Years ago, when I first learned about the woodland plant blue cohosh (Caulophyllum thalictroides), I was determined to grow it. It’s at risk for extinction and therefore monitored closely by United Plant Savers, an organization that works to protect medicinal plants native to the U.S. I had seen a photo and fallen in love. The blue tinge it has in almost every stage of its growth captures my fascination.
Blue cohosh grows from a crown, like asparagus, and is most easily planted in the home garden by moving established plants, so I started with bare-root specimens. The seeds of blue cohosh are only successfully planted if they are still fresh or fresh/refrigerated. The plant doesn’t have any great strategies for moving itself about the planet, like other plants that use their tempting fruit or sticky burrs to cajole roaming animals to spreading their seeds. Instead, an established blue cohosh plant quietly drops its seeds into the soil nearby and a family patch results. The shy blue cohosh plant is a homebody that prefers to keep its babies close, which sounds nice, but unfortunately means that its livelihood is easily threatened by loss of habitat or overharvesting.

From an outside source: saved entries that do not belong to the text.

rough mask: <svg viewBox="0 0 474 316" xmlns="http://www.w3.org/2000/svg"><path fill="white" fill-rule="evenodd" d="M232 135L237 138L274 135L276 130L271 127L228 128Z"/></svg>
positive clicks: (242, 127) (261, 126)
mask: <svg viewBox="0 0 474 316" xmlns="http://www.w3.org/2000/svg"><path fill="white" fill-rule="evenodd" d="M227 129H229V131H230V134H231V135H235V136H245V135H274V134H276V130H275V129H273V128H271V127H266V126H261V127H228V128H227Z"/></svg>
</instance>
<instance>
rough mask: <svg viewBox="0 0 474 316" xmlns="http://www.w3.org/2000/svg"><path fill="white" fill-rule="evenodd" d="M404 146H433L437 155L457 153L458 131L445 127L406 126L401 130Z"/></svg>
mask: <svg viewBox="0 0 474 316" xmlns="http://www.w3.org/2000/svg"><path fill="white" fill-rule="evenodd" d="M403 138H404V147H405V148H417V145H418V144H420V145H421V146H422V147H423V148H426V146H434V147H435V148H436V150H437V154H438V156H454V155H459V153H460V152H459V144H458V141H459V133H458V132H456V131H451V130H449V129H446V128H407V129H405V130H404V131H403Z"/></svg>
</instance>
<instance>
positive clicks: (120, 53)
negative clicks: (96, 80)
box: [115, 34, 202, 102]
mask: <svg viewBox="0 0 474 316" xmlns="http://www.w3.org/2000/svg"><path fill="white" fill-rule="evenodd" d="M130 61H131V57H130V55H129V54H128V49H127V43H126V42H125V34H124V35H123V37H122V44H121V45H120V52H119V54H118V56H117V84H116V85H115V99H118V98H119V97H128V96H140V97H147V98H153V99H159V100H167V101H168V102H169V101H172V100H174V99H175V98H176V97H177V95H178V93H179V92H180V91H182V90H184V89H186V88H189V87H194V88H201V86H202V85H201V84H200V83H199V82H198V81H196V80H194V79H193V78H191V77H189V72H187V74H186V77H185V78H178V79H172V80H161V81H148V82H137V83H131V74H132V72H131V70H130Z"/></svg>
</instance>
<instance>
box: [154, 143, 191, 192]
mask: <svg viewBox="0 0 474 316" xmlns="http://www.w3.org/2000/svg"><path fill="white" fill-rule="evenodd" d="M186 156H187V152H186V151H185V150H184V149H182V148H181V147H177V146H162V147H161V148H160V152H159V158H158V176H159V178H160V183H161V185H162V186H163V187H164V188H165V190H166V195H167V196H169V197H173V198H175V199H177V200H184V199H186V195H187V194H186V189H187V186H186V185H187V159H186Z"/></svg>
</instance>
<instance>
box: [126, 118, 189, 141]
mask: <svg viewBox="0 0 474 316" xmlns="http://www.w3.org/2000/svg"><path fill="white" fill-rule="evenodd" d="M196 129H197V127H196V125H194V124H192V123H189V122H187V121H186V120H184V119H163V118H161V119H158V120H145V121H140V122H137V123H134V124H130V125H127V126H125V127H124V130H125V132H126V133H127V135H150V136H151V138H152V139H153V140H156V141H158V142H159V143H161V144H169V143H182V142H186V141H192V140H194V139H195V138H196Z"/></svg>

My first attempt at planting blue cohosh failed. I knew it liked to be deep in the forest under dense shade, but I ran out of time for fall planting and had to drop the roots into a temporary bed that was, unfortunately, in full sun. I thought if I put shade cloth over the plants that they would hold out until I could move them, but that wasn’t the case. The delicate, purple new leaves emerged from the ground in the spring, felt threatened by too much sun and quickly withered.
Blue cohosh likes to grow under a mixed hardwood canopy in a community of its friends. Without a neighborhood of bloodroot, black cohosh, ginseng, goldenseal and violets, the soil isn’t quite right for blue cohosh. Having learned my lesson, I tried planting it again and worked hard to develop what’s now an established blue cohosh patch.
These days, I sit on a bench under my hawthorn tree and watch the purple shoots turn into a branching canopy of blue-green leaves. I have yet to see the yellow flower or the blue berry the plant is named for, but the plants have been established for only a year.
In three years, the roots will be old enough to take medicine if I’d like. Traditionally, blue cohosh has been used in the final week of pregnancy to prepare the uterus for labor. I kept it as a tincture in my birth kit, with the plan to take one to three drops to help if labor stalled.
As blue cohosh is becoming more difficult to find in its natural habitat, many in the herbal community are using motherwort (Leonurus cardiaca) as a replacement for blue cohosh. I won’t be taking any of my blue cohosh roots for medicine. I am content to know that this plant, which is too shy to make an obvious plan for extending its habitat, has instead bewitched me with its delicacy and extraordinary coloring—causing me to move part of its family clan from southern Ohio to a shaded bed here on my property. Perhaps there is a plan after all and I am only playing my unwitting part.